30 years of swim lessons

We all have this one thing in life we desperately would like to master. I have a fairly long list – skiing, cooking, rising early in the morning with ease – the list goes on. Swimming was on top of my list.  

It was not for lack of trying. I had given up on swimming as a sport I would never learn. My first attempt at the Mount Road YMCA in Chennai after high school convinced me that I would never enter a pool without a coach in the water begging me to come in.

Fast forward many years. I took swim lessons in graduate school, multiple sessions in city pools, and expensive private lessons in Woodside. Thirty years later I still couldn’t swim. I had attended so many lessons that I could probably teach swimming myself – I knew all the instructions –   “blow bubbles”, “kick with your hip, not your knees”, “don’t panic.”

The only time I moved in the water was on a boat. 

Giving up on swimming

I sent my kids to swimming lessons – they could save me if I got into trouble in the water.

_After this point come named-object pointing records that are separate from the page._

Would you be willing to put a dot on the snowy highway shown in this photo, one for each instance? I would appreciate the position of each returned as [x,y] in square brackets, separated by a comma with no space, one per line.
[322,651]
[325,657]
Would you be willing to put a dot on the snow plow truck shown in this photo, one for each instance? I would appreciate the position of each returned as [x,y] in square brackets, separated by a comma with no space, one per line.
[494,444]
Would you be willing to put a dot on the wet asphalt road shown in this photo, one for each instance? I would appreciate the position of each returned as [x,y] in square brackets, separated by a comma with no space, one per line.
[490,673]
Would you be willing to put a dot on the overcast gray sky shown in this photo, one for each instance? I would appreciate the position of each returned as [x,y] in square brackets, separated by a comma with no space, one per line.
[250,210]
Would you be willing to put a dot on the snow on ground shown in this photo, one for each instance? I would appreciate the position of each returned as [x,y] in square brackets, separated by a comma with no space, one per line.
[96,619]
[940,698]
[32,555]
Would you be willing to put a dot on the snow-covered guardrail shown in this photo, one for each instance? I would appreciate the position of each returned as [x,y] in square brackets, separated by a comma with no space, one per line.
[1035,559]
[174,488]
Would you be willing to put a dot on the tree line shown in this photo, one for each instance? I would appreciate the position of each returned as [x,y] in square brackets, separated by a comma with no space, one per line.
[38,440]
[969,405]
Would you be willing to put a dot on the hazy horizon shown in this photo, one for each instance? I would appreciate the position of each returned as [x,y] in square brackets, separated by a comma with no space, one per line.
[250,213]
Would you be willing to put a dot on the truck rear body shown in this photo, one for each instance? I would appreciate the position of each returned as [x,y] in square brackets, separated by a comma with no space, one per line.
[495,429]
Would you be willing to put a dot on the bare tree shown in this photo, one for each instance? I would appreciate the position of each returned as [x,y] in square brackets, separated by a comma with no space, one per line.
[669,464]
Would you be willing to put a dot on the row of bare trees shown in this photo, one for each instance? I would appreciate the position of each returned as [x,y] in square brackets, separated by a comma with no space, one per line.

They enjoyed trying to teach me to tread water – this was their chance to teach their Amma something. 

In the summer of 2019, on a visit to India, a paternal cousin told me he was a swim coach. His two sons were swim champions in Pune, India. I confessed that I had given up on swimming. Though I was close to retirement and in decent shape, I would not attempt swim lessons again.

My cousin was amused. He invited me to Pune, “I can teach you in no time.” Maybe he was just being kind and generous, but then, the swimming bug got in my system again. I decided to take him up on his offer – long distance.

5 feet tall. 5 feet deep

On my return to Sunnyvale, I went to the pool at my gym. It’s only 4 to 5 feet deep the entire distance; this was important as I am only five feet tall on a good day. I felt safe. If I stayed vigilant I would not drown here.

My coach began with simple activities to start – the aim was to get comfortable in the water. He got me to buy a board and fins which are essential for swim training. It took me a few weeks to just get comfortable in the water, float, and kick with my board – something my kids could master in two days perhaps. Progress was extremely slow – but this was my last chance and I kept going.

Then COVID hit. My swim coach is also a yoga teacher so my kids and I began yoga lessons on video. Through our yoga lessons, he also taught me the basics of swimming and the need to streamline the body using various asanas. This was a valuable addition to my learning.

When the pools finally opened after COVID, my coach invited me to join him for swimming lessons on WhatsApp.

Learning to swim with WhatsApp

I thought he was kidding! What could he possibly see from one end of the pool to the other?

Apparently, a skilled swim coach can see both above and below water. He had me set up my phone on a mini tripod and via WhatsApp, he gave me tips. Slowly I was able to kick, breathe, drill, and swim. It was a great feeling.

I continued my weekly sessions at my gym and then moved to our local public high school pool. It also had a few lanes that were just 4 to 5 feet in depth. I did not panic when I stopped to catch my breath.

A year and a half of regular training later, I am now able to swim across the pool reasonably well using breaststroke and backstroke. I’m still in the process of building skills and strength in the freestyle and butterfly. 

WhatsApp helped me go from zero to swimmer.

A coach from across the world

I do get strange looks at the pool – folks wonder who I’m speaking to poolside. Some of them were fascinated and encouraging, while others asked me to shut it down – they assumed I was recording them as their lanes were visible. – I understood their concerns so I complied. After a while, I was accepted as that weird student with a coach on video from across the world.

I work out every day and diligently continue to practice. I’m making progress.

After I retired I went to my coach’s pool in Pune – Bluewater Sports Academy in Baner. The coaches and students swim at a pace that takes my breath away. I did my best to keep up!

It was hard to get used to a pool that was not heated but I realized I had to learn to love cold water. After the first few laps, I forgot the pool was not heated.  I was the slowest in the pool, but my cousin, his two sons, and the assistant coaches were kind and accepting of this senior citizen. I spent many evenings watching the young ones in absolute amazement. The kids work hard, having fun as they slowly master swimming with precision and speed. The classes ran for 6 days a week, 1.5 hours every day for a very nominal fee – I could not have asked for a better coaching experience.  

All you need is a smartphone and tripod!

I am back in Sunnyvale. I’m at the high school pool at 6 a.m. practicing the tough workouts my video coach sends me. I am far from “done.” Freestyle breathing is still my biggest challenge and I can but have not really spent much time at the deep end. 

WhatsApp is a lifeline for Indians who want to keep in touch with family, friends, and the world in general, but it also offers other possibilities. 

If anyone has a burning desire to learn to swim like I did, try the coaches at BSA. All you need is a pool where you feel comfortable standing, a smartphone with WhatsApp, and a mini tripod!